Our art college professors in Kolkata were extremely strict. Students had to learn painting or drawing technicalities exactly in the teacher’s artistic style. There were two kinds of professors, those who only taught, others who had created a big reputation in the art market. The latter became gurus whose hardcore disciples considered themselves a cut above us because their guru professor was a famous artist. From their paintings in later life, you could easily identify which guru professor such painters were disciples of. This guru-disciple trend suffocated me. Hailing from a refugee colony, I was a low-profile student who didn’t have the swagger of my slick city-bred colleagues to become a guru professor’s disciple. More stifling was seeing my senior colleagues take up clerical jobs, giving up hope of an artistic future. After my third year, I had to break this path. I eloped to France.
After a tough entrance test, I enrolled in Ecole Nationale Superieure des Beaux-arts in Paris, the prestigious art academy that trained painters like Degas, Delacroix, Monet, Renoir among others. From my savings, I also studied graphic design at Academie Julian. Initially, I was extremely dispirited. No professor would come to my drawing board to take my pencil or brush to teach me. Was I again sans a guru? Then I noticed that whoever wanted the professor’s help would either take the drawing to the professor or call the professor to see the work. That’s when I understood these professors were masters, not gurus. To coach students, they gave references of other painters, photographers, cinematographers, or controversial figures in domains outside art. They never displayed their own artistic competence, nor obliged students to follow them.
My typography professor in Academie Julian was Paul Gabor, of Hungarian origin. From him, I learnt and have mastered the typography foundation of four schools, Gothic, Roman, Antique and Elzevir. He trained us with such passion that typography felt like an art form. Much later, when I entered the branding profession, what I discovered about him took my breath away. My professor was the world-renowned creator of a different typography font named Gabor after him. Training from such masters made me shed my guru culture baggage. Masters don’t impose their personal style, they instead listen to individualistic ideas of students and discuss different angles to help them develop. One of my Ecole des Beaux-arts professors often commented on my drawings saying there’s gesture in them, that I should never lose this gesture style in my art. Consciously or unconsciously, the way forward in my artistic domain was a challenging mindset. I later created a movement called Gesturism art.
To illustrate the prescriptive process of the oral transfer of craftsmanship from a guru, let’s look at the traditional guru-shishya parampara in Indian music. There is an element of worship of the specific knowledge that a disciple gains from a guru who personally teaches Indian music. This worship often gets exemplified into unfettered guru devotion irrespective of other non-becoming characteristics the guru may have. Today, young people across the country mostly want to play the guitar, piano, drums or keyboard. Rarely do they express interest in the sitar, sarangi, tabla or shehnai unless parents or grandparents urge them. Urban areas have more stores that sell Western rather than Indian musical instruments. Perhaps that’s because you cannot excel in oral musical traditions without gurus and there are not enough interested disciples. After all, such music was an elitist art form and gurus never always impart all their secrets. This prevents disciples to easily blossom into new gurus. So when most gurus pass on, so do their art and the techniques they excelled in.
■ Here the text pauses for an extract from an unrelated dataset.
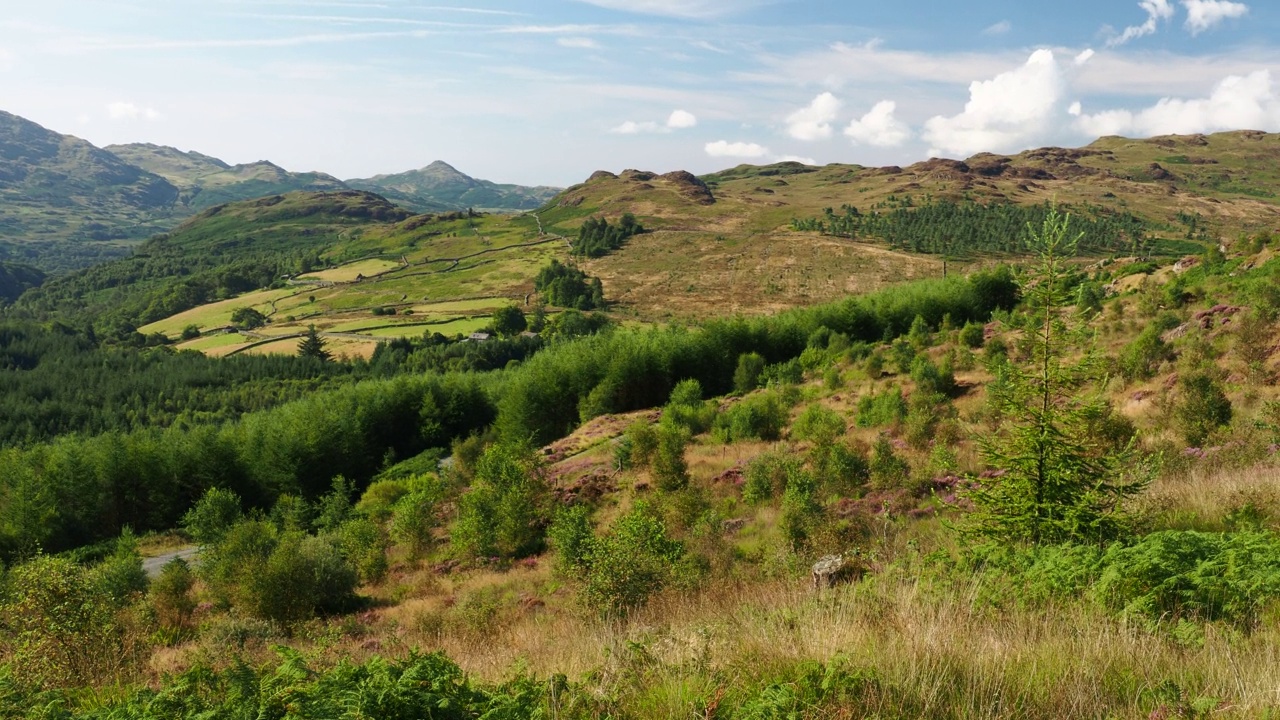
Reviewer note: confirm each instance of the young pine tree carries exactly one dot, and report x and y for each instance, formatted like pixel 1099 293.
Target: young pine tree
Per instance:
pixel 1059 482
On the other hand, Western musical system documents everything, allowing students to learn from bygone masters. It even encourages them to challenge masters to become better than masters in the future. Take the works of 18th-century Baroque composer George Frideric Handel. His 42 operas, 29 oratorios, 16 organ concerti and over 120 musical compositions are performed exactly the same way even today. Another prolific 18th-century Classical era composer was Wolfgang Mozart, in whose honour an annual music festival is held at his birthplace Salzburg, Austria. That he was a great master is evident as he inspired many composers to become masters too. The most famous among them were Ludwig van Beethoven, Fernando Sor, Mikhail Glinka, Frederic Chopin, Max Reger and Tchaikovsky, who wrote memorable musical tributes to Mozart that are played and available to everyone today. There are many interpretations and reinterpretations of how people have played any master’s original compositions, but every later version is documented so nobody becomes dependent on a guru.
I’m making this guru vs master point to demonstrate the importance of a mindset of challenge when our country invites global competitive manufacturers to ‘Come, make in India’. The guru-shishya system may have success in certain domains, but it prevents you from becoming a challenger. Here you require the master to make the learner better than the master. In business, people with the guru mentality look up to their bosses, giving them guru status. This practically kills all initiative, making them mentally and physically dependent at work. Unless we break this guru kowtowing attitude, great ideas like ‘Make in India’ will remain a dream waiting for the guru’s wand to materialise it.